Wiegratz I, Lee J H, Kutschera E, Bauer H H, von Hayn C, Moore C, Mellinger U, Winkler U H, Gross W, Kuhl H
Center of Obstetrics and Gynecology, University Hospital of Frankfurt, Frankfurt, Germany.
Contraception. 2002 Mar;65(3):223-9. doi: 10.1016/s0010-7824(01)00310-9.
In a double-blind, controlled, randomized, four-arm, bicentric clinical study, the effect of four oral contraceptives (OCs) on lipid metabolism was investigated. Four groups composed of 25 volunteers each (mean age 26.1 +/- 4.5 years; body mass index 21.9 +/- 2.8 kg/m(2)) were treated for six cycles with monophasic combinations containing 21 tablets with either 30 microg ethinyl estradiol (EE) + 2 mg dienogest (DNG) (30 EE/DNG), 20 microg EE + 2 mg DNG (20 EE/DNG), 10 microg EE + 2 mg estradiol valerate (EV) + 2 mg DNG (EE/EV/DNG), or 20 microg EE + 100 microg levonorgestrel (LNG; EE/LNG). The study was completed by 91 women. Blood samples were taken by venipuncture after at least 12 h fasting on Days 21-26 of the control cycle and Days 18-21 of the first, third, and sixth treatment cycle. There were clear differences between the effects of EE/LNG and the formulations containing estrogens and DNG. Although EE/LNG did not change the triglycerides levels, a significant increase was observed during treatment with the DNG-containing preparations. Although EE/LNG significantly reduced HDL-CH and HDL(2)-CH, there was a nonsignificant increase with the DNG-containing OCs. No change was observed in the levels of HDL(3)-CH. A significant rise in apolipoprotein A1 occurred during intake with the three DNG-containing formulations, but not with EE/LNG. In contrast to the women treated with combinations of estrogens and DNG, apolipoprotein B rose significantly in the women in the EE/LNG group. Lipoprotein (a) was significantly reduced by 30 EE/DNG and EE/LNG and remained unaltered with 20 EE/DNG and EE/EV/DNG. Altogether, the changes in lipid metabolism caused by the DNG-containing formulations appeared to be more favorable than those observed with EE/LNG. In OCs with DNG, the EE dose does not seem to play a major role with respect to the effect on lipids.

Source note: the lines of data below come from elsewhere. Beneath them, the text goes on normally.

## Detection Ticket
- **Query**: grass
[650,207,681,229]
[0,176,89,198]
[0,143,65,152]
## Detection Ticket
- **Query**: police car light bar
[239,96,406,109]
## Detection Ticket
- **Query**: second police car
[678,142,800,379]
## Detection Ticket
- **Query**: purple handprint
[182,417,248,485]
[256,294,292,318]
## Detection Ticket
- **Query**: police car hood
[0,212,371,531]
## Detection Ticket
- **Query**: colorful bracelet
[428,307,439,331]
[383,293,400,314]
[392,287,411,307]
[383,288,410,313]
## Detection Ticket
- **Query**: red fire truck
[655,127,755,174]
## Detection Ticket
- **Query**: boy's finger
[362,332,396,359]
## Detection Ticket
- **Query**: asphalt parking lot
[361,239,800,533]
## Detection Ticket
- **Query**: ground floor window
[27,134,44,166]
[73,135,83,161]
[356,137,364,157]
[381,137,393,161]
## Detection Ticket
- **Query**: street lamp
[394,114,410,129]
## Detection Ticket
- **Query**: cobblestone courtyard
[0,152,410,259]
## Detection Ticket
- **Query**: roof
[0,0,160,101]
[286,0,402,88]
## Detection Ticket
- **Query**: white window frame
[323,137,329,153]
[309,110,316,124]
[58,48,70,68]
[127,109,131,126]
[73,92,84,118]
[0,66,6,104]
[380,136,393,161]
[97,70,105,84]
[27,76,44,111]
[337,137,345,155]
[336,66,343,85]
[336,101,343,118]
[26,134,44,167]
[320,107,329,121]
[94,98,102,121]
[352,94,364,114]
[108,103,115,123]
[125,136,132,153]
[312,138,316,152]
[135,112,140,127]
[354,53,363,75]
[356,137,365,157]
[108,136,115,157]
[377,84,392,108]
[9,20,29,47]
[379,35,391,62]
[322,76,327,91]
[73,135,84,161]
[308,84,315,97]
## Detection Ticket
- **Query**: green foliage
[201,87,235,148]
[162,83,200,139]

在一项双盲、对照、随机、四臂、双中心临床研究中,研究了四种口服避孕药(OCs)对脂质代谢的影响。四组,每组由25名志愿者组成(平均年龄26.1±4.5岁;体重指数21.9±2.8kg/m²),接受含21片的单相复方制剂治疗六个周期,其中分别含有30μg炔雌醇(EE)+2mg地诺孕素(DNG)(30EE/DNG)、20μg EE+2mg DNG(20EE/DNG)、10μg EE+2mg戊酸雌二醇(EV)+2mg DNG(EE/EV/DNG)或20μg EE+100μg左炔诺孕酮(LNG;EE/LNG)。91名女性完成了该研究。在对照周期的第21 - 26天以及第一个、第三个和第六个治疗周期的第18 - 21天,至少禁食12小时后通过静脉穿刺采集血样。EE/LNG与含雌激素和DNG的制剂的效果存在明显差异。虽然EE/LNG未改变甘油三酯水平,但含DNG制剂治疗期间甘油三酯水平显著升高。虽然EE/LNG显著降低了高密度脂蛋白胆固醇(HDL-CH)和高密度脂蛋白2胆固醇(HDL₂-CH),但含DNG的口服避孕药使其有不显著的升高。高密度脂蛋白3胆固醇(HDL₃-CH)水平未观察到变化。服用三种含DNG制剂期间载脂蛋白A1显著升高,但EE/LNG组未升高。与接受雌激素和DNG复方制剂治疗的女性相反,EE/LNG组女性的载脂蛋白B显著升高。脂蛋白(a)在30EE/DNG和EE/LNG组显著降低,而在20EE/DNG和EE/EV/DNG组保持不变。总体而言,含DNG制剂引起的脂质代谢变化似乎比EE/LNG观察到的更有利。在含DNG的口服避孕药中,EE剂量似乎对脂质的影响不起主要作用。